Hello Everyone, This is my first post here.
I have a hypothetical problem regarding the sale of a house. There are two scenarios involved and I would like to calculate the best outcome for the seller. OK, so here's the situation. I have a house for sale for $400,000. Scenario 1 is where a buyer approaches me and says he'll give me 10% more than the asking price but wants to pay it off over 10 years at zero interest. Payments are to made monthly. So what we have is 440,000 divided by 120. This gives a monthly payment of$3667.00 for ten years.

Scenario two is where I sell the house for the asking price of $400,000, put the funds into an interest bearing account that pays 5%. This interest is calculated daily and is paid monthly. Now after the first month in this account I will be drawing out$3667.00 and every month after that until the funds are depleted.

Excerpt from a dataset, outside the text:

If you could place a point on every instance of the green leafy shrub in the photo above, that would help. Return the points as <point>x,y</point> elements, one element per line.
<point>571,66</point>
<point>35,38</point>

The question is, will the funds from scenario two run out first, and what would be the outcome after ten years of this arrangement? Can anyone give me spreadsheet details on this? I find this most interesting.
Thanks again for the help.

2. Re: Amortising Problem

The second situation is an annuity. See if you can work with the information given here...

3. Re: Amortising Problem

I'm still stuck on this. Would love some feedback.

4. Re: Amortising Problem

Payment formula: P = Ai / [1 - 1/(1 + i)^n]
P = Payment (3667)
A = Amount (400000)
n = number of payments (?)
i = monthly interest (.05/12)

You need to rewrite in terms of n:
n = LOG[P / (P - Ai)] / LOG(1 + i)

n = LOG[3667 / (3667 - 400000(.05/12)) / LOG(1 + .05/12) = 145.757...
So not quite 146 months.

Note: calculating interest daily and adding monthly means same results as monthly cpd.
(well, within peanuts!)

5. Re: Amortising Problem

Thanks Wilmer. That's exactly what I needed.

6. Re: Amortising Problem

I know this is a very basic question, and I'm somewhat embarrassed to ask, but can you explain the steps involved in transposing that equation to make n the subject? I'd really like to understand the process. I'm OK with simple transposing. Well I guess you guys would consider this simple anyway!! Thanks again.

7. Re: Amortising Problem

Well, do you understand this simpler example:

if a^p = b then p = LOG(b) / LOG(a) ?

4^p = 64
p = LOG(64) / LOG(4) = 4.158883.... / 1.386294.... = 3

So try to rewrite equation in that format; (something)^n = (somethingelse)
You can "see" the (1 + i)^n in the payment formula, right? Isolate it!

8. Re: Amortising Problem

Thanks Wilmer, I feel like such a retard.

9. Re: Amortising Problem

Originally Posted by erickendall
Thanks Wilmer, I feel like such a retard.
DON'T! That stuff is kinda strange to anyone (at 1st sight!).